Eye For Film >> Movies >> To Steal From A Thief (2016) Film Review
To Steal From A Thief
Reviewed by: Andrew Robertson
A twisting heist thriller, Cien Años De Perdón (properly something like "100 Years Of Forgiving") manages successive complications and revelations to create a compelling study of the consequences of both avarice and incompetence, both individual and systemic.
In Valencia a team lead by The Uruguyan are taking a bank. A bank in a state of crisis; personnel are being let go. It's a grey day, and outside too - the rain in Spain falls mainly on the plot.
It isn't a first visit to crime/action for either writer Jorge Guerrero or director Daniel Calparsoro, nor for Luis Tosara and Rodrigo De La Serna as the most forceful of the gang and the Uruguyan who has assembled it. Joaquin Furriel's 'Loco' has been added as a favour, and as in most such endeavours that act of generosity will have consequences - as does the cooperation of Patricia Vico's bank manager, who exchanges information for material reward.

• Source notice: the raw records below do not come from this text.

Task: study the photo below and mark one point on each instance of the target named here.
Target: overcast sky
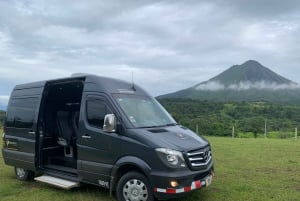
(168, 45)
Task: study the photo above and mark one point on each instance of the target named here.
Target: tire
(24, 175)
(134, 186)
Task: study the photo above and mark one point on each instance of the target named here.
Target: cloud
(168, 45)
(262, 85)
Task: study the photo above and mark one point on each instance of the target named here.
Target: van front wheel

Some crime in translation does well from being one of those 'reading movies', the distance of subtitle can add to flattened affect, alienation - Jar City does this - some does less well, finding issues with discovery, the transcription of the colloquial. Some have enough drive to push past this - Fast Convoy - and some don't. Big Thieves, Little Thieves is one of them. Title in translation is a particular bugbear, and To Steal From A Thief isn't the worst - indeed, it's a concept that's mentioned within the film but the allusion is left hanging, elided, an ellipsis in and among elliptical plotting, loops that get deeper.

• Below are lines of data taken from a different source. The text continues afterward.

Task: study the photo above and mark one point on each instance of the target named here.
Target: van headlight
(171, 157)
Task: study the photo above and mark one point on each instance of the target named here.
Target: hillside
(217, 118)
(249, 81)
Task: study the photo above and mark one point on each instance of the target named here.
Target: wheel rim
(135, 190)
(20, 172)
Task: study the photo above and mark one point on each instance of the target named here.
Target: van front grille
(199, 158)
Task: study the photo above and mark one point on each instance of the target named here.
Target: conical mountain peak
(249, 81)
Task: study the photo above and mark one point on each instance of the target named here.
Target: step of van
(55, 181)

There are easy comparisons to Spike Lee's Inside Man, a film in which a charismatic robber has as his focus a safety deposit box, and similarly there is within the film an exploration of the corridors of power, of high crimes and misdemeanours. There are some neat flourishes, the use of text messaging in particular, but it is older technologies that bring the real complications - that rain brings real pressure to the situation. Comparisons to Inside Man leave this film trailing, however, and that's a shame - the heist movie is a sufficiently well-trod furrow that films that do not break free can become bogged down, and for all its competence within genre this film does much well but little new. It is enjoyable nonetheless, but for all that gold glisters and this picture in places sparkles, time is money and yours may be better spent elsewhere.